Et Mahomet ; il est tout prêt. Quand, comment le faire tenir au meilleur de mes amis et de mes juges ?

Je vous embrasse mille fois.


1368. — DE FRÉDÉRIC II, ROI DE PRUSSE.
Remusberg, 21 octobre.

Mon cher Voltaire, je vous suis mille fois obligé de tous les bons offices que vous me rendez, du Liégeois[2] que vous abattez, de Van Duren que vous retenez, et, en un mot, de tout le bien que vous me faites.
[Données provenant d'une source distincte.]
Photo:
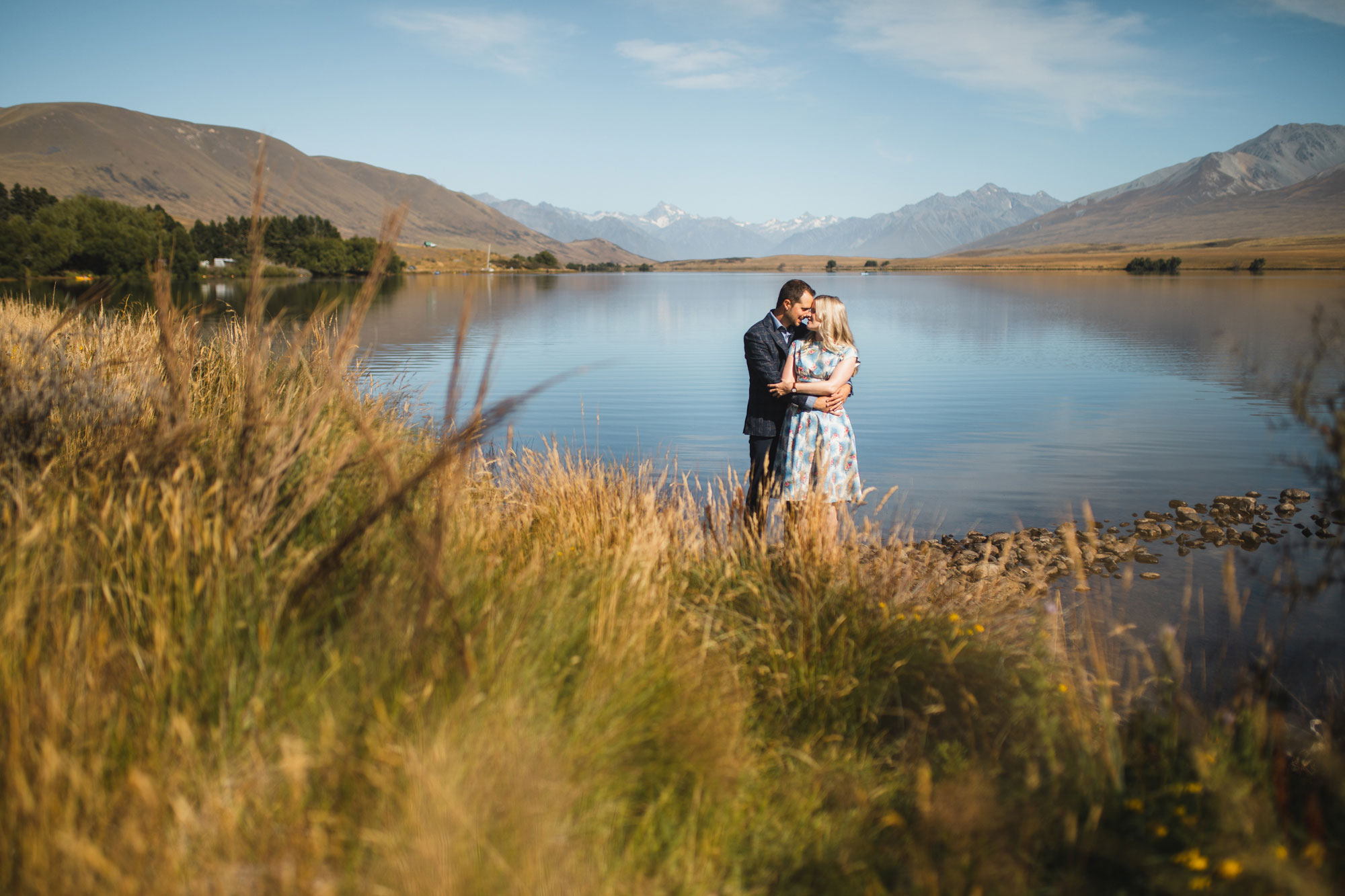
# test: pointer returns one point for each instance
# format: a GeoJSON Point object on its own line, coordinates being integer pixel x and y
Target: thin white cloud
{"type": "Point", "coordinates": [720, 9]}
{"type": "Point", "coordinates": [1332, 11]}
{"type": "Point", "coordinates": [506, 41]}
{"type": "Point", "coordinates": [1063, 63]}
{"type": "Point", "coordinates": [705, 65]}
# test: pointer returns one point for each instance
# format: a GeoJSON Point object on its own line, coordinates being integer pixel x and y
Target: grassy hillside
{"type": "Point", "coordinates": [204, 171]}
{"type": "Point", "coordinates": [1284, 253]}
{"type": "Point", "coordinates": [259, 633]}
{"type": "Point", "coordinates": [1313, 208]}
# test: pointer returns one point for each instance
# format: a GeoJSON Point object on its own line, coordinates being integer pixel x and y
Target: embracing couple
{"type": "Point", "coordinates": [801, 358]}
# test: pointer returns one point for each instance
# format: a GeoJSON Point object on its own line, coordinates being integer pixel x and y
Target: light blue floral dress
{"type": "Point", "coordinates": [817, 448]}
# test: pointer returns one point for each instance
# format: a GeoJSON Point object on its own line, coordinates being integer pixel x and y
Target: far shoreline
{"type": "Point", "coordinates": [1229, 255]}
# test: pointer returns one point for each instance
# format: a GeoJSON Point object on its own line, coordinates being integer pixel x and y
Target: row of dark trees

Vous êtes enfin le tuteur de mes ouvrages, et le génie heureux que sans doute quelque être bienfaisant m’envoie pour me soutenir et m’inspirer.

Ô vous, mortels ingrats ! ô vous, cœurs insensibles !
Qui ne connaissez point l’amour ni la pitié,
Qui n’enfantez jamais que des projets nuisibles,
Adorez l’Amitié.

La vertu la fit naître, et les dieux la douèrent
De l’honneur scrupuleux, de la fidélité ;
Les traits les plus brillants et les plus doux l’ornèrent
De la divinité.

Elle attire, elle unit les âmes vertueuses,
Leur sort est au-dessus de celui des humains ;
Leurs bras leur sont communs, leurs armes généreuses
Triomphent des destins.

Tendre et vaillant Nisus, vous, sensible Euryale[3],
Héros dont l’amitié, dont le divin transport
Sut resserrer les nœuds de votre ardeur égale
Jusqu’au sein de la mort ;

Vos siècles engloutis du temps qui les dévore,
Contre les hauts exploits à jamais conjurés,
N’ont pu vous dérober l’encens dont on honore
Vos grands noms consacrés.

  1. Premier président du parlement de Rouen.
  2. Le prince-évêque de Liège.
  3. Frédéric, en 1739, avait commencé une tragédie intitulée Nisus et Euryale.